Thursday, May 02, 2013

Come Join Surrealist Writing With Matt Rotando!

Come join me in Tucson!


A Surrealist Writing Workshop
At the University of Arizona Poetry Center from May 20 to May 26

This is a week-long intensive Surrealist writing workshop. We will not write “poetry” exclusively, because to limit the medium would only negate the expansive attitude the early Surrealists worked so hard to encourage. In his “Manifesto of Surrealism” (1924), André Breton wrote that the imagination knows no bounds, but that we are nearly always engaged in actions that limit it. This class works to reverse the process, to “unfurl the flag of the imagination” and produce the strangest and maddest pieces of art and writing, in order “to express, either verbally, or in writing, or by any other manner, the real functioning of thought.” We will read and discuss key texts such as the major manifestos of the early Surrealists, and early iconic poetic and dramatic formations by writers such as Breton, Tristan Tzara, Benjamin Péret, Robert Desnos, Henri Michaux, and others. We will also make contact with newer works by more contemporary surrealist artists and writers. However, all of our looking into Surrealism’s past and present unfolding will be to illumine and inspire us to create our own imaginative works. This workshop will actively explore both individual and collaborative writing and art. Even the “critiques” that we perform will be creative and entertaining.

Exercises will include, but not be limited to: collaborative poetry and drawing, written interactions with visual art, reading, writing and performance of short dramatic scenes, extensive automatic writing projects, postcards to nowhere, and building dream sculptures. The workshop is open to writers and artists of every type and skill level. If you are blocked or stuck in a particular mode of expression, or feel the need to kick-start your art in an open and imaginative space, this class is for you.

In addition to the 2 ½ hours that our class meets each night, Matt will hold office hours several times during the week as a supplement to the workshop. These will be optional and anyone from the class is welcome but not obligated to attend. Also, the class will culminate in a short performance or recital of some of the works we create during the week-long intensive workshop. This is also fully optional.

Tuition: $225 + $5 course material fee

Class meets:
Monday through Saturday, May 20–25, 6:00–8:30 p.m.
Sunday, May 26, 7:00–8:30 p.m.

More information and registration can be found here.

Wednesday, May 01, 2013

Regarding Pain

Sometimes the thing I try to do is feel all my pain at exactly the same time. The pain in my legs from running too hard, the pain in my chest from my lonely pleasure, the pain in my back from my bicycle crash, the pain in my temple because I don't see my grandma enough, the pain in my left knee from when I carried Butch on my shoulders and stepped into a ditch, the pain in my cheeks and stomach from one recent and particularly premature goodbye, the pain in my eyes from the time I saw what I shouldn't have seen (a death too young). I think of all this and I try to bring all this physical pain right up to the surface, all at the same time: the itch, the heat, the dull knot, the ache, the pressure, the stab...I let them all take me over, fill me up, so there isn't any idea of me left that isn't pain pain haha pain haha. 

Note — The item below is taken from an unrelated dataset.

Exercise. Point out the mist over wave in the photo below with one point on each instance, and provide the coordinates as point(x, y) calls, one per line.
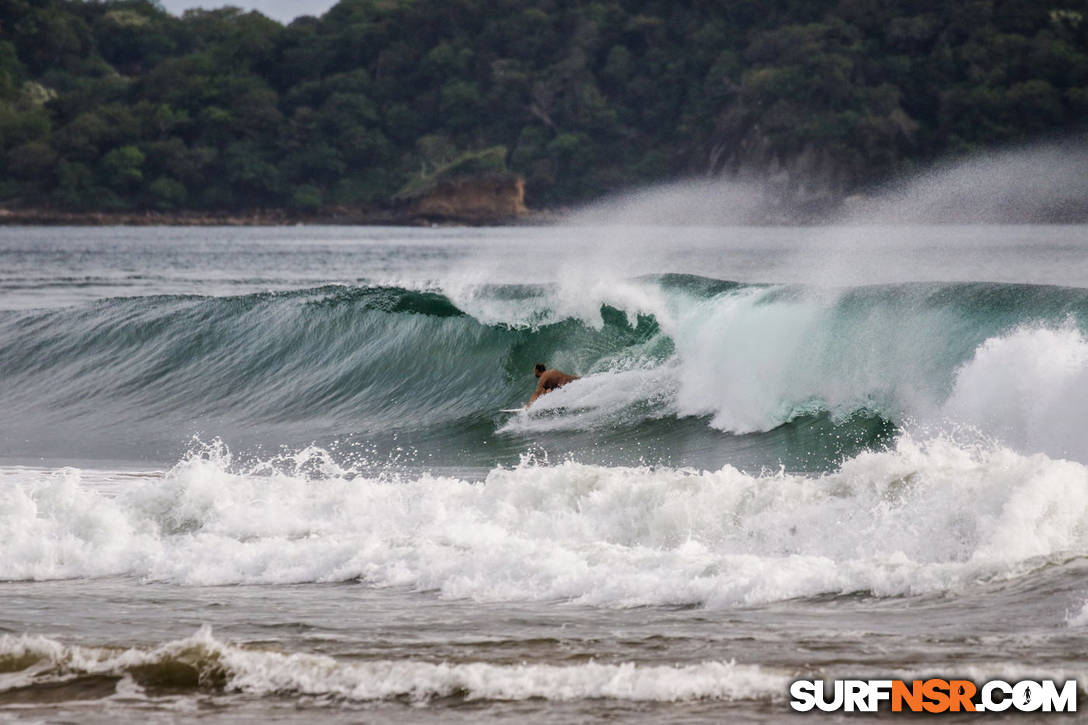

And then he just spins there, a pain man, a hot popcorn kernel whizzing around in a kettle about to pop...but he doesn't pop...he just spins and spins, getting hotter and hotter and the walls of his skin begin to turn black and smoke...and still he gets hotter and a little orange flame forms and dances across his surface and his face cracks and falls away and his eyes light up, sending Fourth of July sparks everywhere and the full moon begins to wobble in its orbit around the earth from the incredible nuclear heat of this man made of pain spinning faster than a quark, faster than Einstein ever dreamed. A new and very unstable source of gravity forms and drags all sorts of unknown elements out of the center of the earth's molten core and they blast upwards towards the moon, which has begun to rumble and tremble. And weird milky stuff the color of Brie oozes out of the cracks in the moon's surface. And all the people of planet Earth are out of their beds now (half of them were awake already anyway) and they look up into the sky or down at the fissures forming in the rupturing earth and they begin to feel all their pain too, because of a strange chemical associative effect from the scorching speed and intensity of the man made of pain going round and round haha haha. 

And before anybody knows what to do or how to do it the whole shitshow makes a sound like the puff of air from the device the eye doctor uses to shoot in your pupil during your eye exam and it all disappears. And then...Nothing. Just a faint smell of unpopped popcorn and a vast and endless space. And Werner Herzog in a space capsule with a hand-held camera over his shoulder pointing into the blackness saying to himself: "Yesss. Yesss. Haha. Yesss. I knew it. Thiss wass the right time."